Science in the Movies and Real Life

In the current smash hit, The Martian, Matt Damon plays a NASA botanist who is stranded and has to find a way to survive on Mars using his scientific skills, aided by the inventiveness of earth-bound rocket scientists and other experts. In addition to its engaging story and cinematography, The Martian pays homage to the power of science to conceive of grand visions and solve seeming insurmountable problems.

Science -- and scientists -- in real life often get much less respect. In the world outside the multiplex, they are often subjected to criticism or outright disbelief. While science skeptics are rarely a majority of Americans, they attract attention and wield cultural and political influence well beyond their numbers. On climate change, only fifty percent of the public believes it is caused by human activity (compared to 87 percent of scientists). Combined with the nine percent who believe it does not exist, they have helped stymie accepting responsibility to address the problem. On evolution, only 65 percent believe that humans have evolved over time (compared to 98 percent of scientists), and the 33 percent who believe humans have always existed in their present form claim that evolution is "just one theory," a profound misinterpretation of what a theory means in science. In regard to vaccinations, 24 percent of Americans believe they are a likely cause of autism. Their impact results in only 68 percent of the public saying that vaccinations should be required (compared to 86 percent of scientists), threatening not only the health of their children but of others as well. On some issues, scientists are even barred from applying their methods, such as the long-standing Congressional opposition to funding for research on the causes of gun violence.

How can we explain this disconnect between life on the screen and on the street? This is not a trivial question. The techniques of science have been instrumental in raising the standard of living of billions, which includes relieving the world of diseases, hunger, and poverty. They have ameliorated many social problems, and they hold the promise of untold future benefits. Yet disdain for science and scientists, especially when incorporated into political movements, threatens scientific funding, progress, and a rational approach to decision making on critical issues.

One source of the distrust in science has roots in the disconnect between comforting ideologies and the discomfort inherent in the scientific process.
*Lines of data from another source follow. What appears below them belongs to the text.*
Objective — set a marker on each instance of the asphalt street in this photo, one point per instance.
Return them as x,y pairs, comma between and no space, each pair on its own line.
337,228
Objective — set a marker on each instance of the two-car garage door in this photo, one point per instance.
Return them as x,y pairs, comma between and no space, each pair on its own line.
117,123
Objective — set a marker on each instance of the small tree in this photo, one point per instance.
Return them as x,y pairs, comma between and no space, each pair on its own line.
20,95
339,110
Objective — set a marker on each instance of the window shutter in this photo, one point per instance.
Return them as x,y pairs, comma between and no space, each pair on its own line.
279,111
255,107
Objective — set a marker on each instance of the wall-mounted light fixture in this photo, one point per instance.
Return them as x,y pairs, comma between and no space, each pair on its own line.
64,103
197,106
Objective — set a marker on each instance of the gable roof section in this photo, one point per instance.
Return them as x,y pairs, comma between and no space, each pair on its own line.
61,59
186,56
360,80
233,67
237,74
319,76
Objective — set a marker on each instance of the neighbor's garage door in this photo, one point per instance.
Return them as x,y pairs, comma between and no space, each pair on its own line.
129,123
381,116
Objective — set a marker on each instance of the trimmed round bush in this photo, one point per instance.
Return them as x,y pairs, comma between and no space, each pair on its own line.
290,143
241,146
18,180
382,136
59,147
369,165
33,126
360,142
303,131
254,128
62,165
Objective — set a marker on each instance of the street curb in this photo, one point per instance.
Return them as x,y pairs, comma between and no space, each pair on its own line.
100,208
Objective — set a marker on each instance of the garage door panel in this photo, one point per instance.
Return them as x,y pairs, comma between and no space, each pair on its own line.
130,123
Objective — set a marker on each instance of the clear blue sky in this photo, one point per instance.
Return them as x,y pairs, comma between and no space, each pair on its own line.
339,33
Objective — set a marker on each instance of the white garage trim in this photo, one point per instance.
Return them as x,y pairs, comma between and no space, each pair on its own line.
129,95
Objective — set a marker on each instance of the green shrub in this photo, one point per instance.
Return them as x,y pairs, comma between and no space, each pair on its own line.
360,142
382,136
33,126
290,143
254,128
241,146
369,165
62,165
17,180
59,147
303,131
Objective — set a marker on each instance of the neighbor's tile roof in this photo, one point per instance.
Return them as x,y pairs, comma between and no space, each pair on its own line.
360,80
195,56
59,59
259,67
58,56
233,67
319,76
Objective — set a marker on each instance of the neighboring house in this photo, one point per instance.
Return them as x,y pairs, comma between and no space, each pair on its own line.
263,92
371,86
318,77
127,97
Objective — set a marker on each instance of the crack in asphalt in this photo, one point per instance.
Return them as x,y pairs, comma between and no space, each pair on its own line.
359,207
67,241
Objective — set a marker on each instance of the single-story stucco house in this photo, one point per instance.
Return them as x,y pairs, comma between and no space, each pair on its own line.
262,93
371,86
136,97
The role of science is to subject beliefs -- the heart and soul of ideology -- to questions about assumptions, data, and conclusions. Another source of distrust in the anti-intellectualism that lurks in the background of American culture. For some, scientists are ivory-tower elitists who don't understand real life. "Joe the Plumber," not "Joe the Chemist" was chosen to represent this view, which, when unchecked, entails a willful ignorance of facts, a kind of contemporary "book burning." (It also ignored the contributions of science to modern plumbing.)

For still others, science is viewed as inherently flawed and unreliable because new results contradict earlier findings. That scientists change their conclusions based on further research is viewed as a reason to distrust science rather than as the natural result of applying the scientific method. Science's driving force is to criticize itself, an uncomfortable, unwelcome intrusion into the lives of those who seek certainty.

Trust in science is also impacted by those who misuse it to win arguments, or who stay silent when others do, solely for political advantage. In the second Republican Presidential Candidate debate, Donald Trump charged that vaccines cause autism in some children. Despite massive evidence to the contrary, the assertion went mostly unchallenged by two physicians, Ben Carson and Rand Paul, standing just feet away on the stage.

Admittedly, science itself can play a part in its own credibility gap. Some scientists have weakened the public's trust when they have manipulated data in service to fame, career advancement, or their own hypotheses. Yet, in a wholly unscientific conclusion, these exceptions are treated by many as typical of scientific practice rather than as outliers in an otherwise carefully self-monitored profession. Scientists also have too often failed to communicate adequately with the public at large, as if making their work and methods accessible to a general audience is someone else's responsibility.

One doubts that The Martian would have thrilled audiences if Matt Damon had belittled NASA, if those trying to rescue him had ignored the scientific facts of the situation they faced, if the public had turned into a witch-hunting crowd instead of cheering for science to save him, or if the director had made the science so complex and hard to understand that the audience would have been unable to follow the story. There just might be a lesson here from the movies that could be useful in real life.